In that vein, Atlassian launched in April 2022 an ITSM Specialization program to differentiate its partner ecosystem. MajorKey in July became the first company in the U.S. to obtain that specialized status, according to the consultancy.
Atlassian offers an Agile-at-scale specialization for partners, in addition to its cloud and ITSM specializations.
Forging closer ties with Atlassian partners
Atlassian's pursuit of digital transformation among enterprises appears to be encouraging closer ties with partners.
Atlassian's products for improved collaboration and teamwork apply to all organizations but are particularly relevant for businesses with dispersed, multidisciplinary and matrix-type team models. The software company will "continue to excel, not only within ITSM and DevOps functions, but across all functions of larger enterprises," Dussurget said.
He said service-provider partners play a role in that enterprise context, offering an understanding of customers' business landscapes and their digital, business and work transformation needs. "Atlassian recognizes that clients do need more than just tools," he added.
As a result, Atlassian is increasing its work with partners to accelerate the company's revenue growth, partners noted. Atlassian, in turn, helps partners boost their top lines and broaden their capabilities.
Edmond Delude, CEO, visionary and founder at E7 Solutions, an Atlassian partner based in Troy, Mich., said Atlassian's channel team is expanding how it helps partners accelerate sales and expertise.

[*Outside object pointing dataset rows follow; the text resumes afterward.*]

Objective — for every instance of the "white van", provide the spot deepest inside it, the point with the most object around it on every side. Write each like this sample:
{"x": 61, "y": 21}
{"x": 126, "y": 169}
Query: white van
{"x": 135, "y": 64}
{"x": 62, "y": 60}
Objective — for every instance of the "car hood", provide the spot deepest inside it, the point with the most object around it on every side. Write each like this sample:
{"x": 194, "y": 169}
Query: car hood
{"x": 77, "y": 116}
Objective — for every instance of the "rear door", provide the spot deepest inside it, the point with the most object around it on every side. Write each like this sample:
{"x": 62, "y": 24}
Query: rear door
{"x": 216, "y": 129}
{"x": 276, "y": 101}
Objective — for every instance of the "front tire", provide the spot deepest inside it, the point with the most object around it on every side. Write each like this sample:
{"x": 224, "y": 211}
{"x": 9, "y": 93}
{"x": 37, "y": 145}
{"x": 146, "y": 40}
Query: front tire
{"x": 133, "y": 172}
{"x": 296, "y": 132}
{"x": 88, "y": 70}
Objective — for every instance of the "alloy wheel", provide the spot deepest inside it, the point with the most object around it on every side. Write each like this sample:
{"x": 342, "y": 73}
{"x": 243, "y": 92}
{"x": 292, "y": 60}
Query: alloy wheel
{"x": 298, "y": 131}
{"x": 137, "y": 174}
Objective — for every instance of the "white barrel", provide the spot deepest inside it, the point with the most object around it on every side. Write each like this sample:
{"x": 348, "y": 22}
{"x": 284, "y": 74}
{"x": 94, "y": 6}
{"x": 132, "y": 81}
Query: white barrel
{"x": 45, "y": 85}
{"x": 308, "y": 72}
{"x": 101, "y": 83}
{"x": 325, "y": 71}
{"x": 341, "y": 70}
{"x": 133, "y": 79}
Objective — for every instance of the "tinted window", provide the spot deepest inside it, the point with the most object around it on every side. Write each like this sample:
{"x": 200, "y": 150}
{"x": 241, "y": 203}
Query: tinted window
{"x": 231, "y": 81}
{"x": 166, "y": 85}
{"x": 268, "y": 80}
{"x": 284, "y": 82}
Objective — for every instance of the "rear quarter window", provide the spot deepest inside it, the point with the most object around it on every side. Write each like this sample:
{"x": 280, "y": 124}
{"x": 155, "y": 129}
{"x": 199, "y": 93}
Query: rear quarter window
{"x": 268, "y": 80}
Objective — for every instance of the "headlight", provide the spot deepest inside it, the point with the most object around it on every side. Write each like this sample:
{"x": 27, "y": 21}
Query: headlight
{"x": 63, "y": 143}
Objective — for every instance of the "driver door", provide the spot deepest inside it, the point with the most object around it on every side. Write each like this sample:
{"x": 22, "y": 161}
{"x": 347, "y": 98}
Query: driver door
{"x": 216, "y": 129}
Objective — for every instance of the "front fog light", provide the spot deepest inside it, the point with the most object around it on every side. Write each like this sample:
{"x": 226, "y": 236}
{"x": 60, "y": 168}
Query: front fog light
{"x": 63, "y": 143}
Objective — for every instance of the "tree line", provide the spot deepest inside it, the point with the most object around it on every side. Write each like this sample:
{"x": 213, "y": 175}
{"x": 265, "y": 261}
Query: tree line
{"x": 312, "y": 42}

Atlassian's Cloud Specialization program, for example, "establishes partners as experts and provides partners new opportunities," he said.
E7 Solutions became a Cloud Specialized partner in June.
Partners react to US shift
Partners agree on Atlassian opportunities but differ on how the company's pending re-domestication will affect ecosystem relations.
MajorKey's Baumann said he views the shift as beneficial. "Atlassian is expanding their footprint rapidly in the U.S., and that is paying dividends by increasing the depth and breadth of our partnership as a U.S.-focused company," he said.
Dussurget, however, suggested the re-domestication plans won't change Valiantys' relationship with the software company. "Atlassian has had a presence in the U.S. since 2005, and for a few years now, it's been their number one employee base," he said. "The majority of the customer-facing functions which we deal with on a daily basis -- like sales and channel management -- are primarily U.S.- or Europe-based already."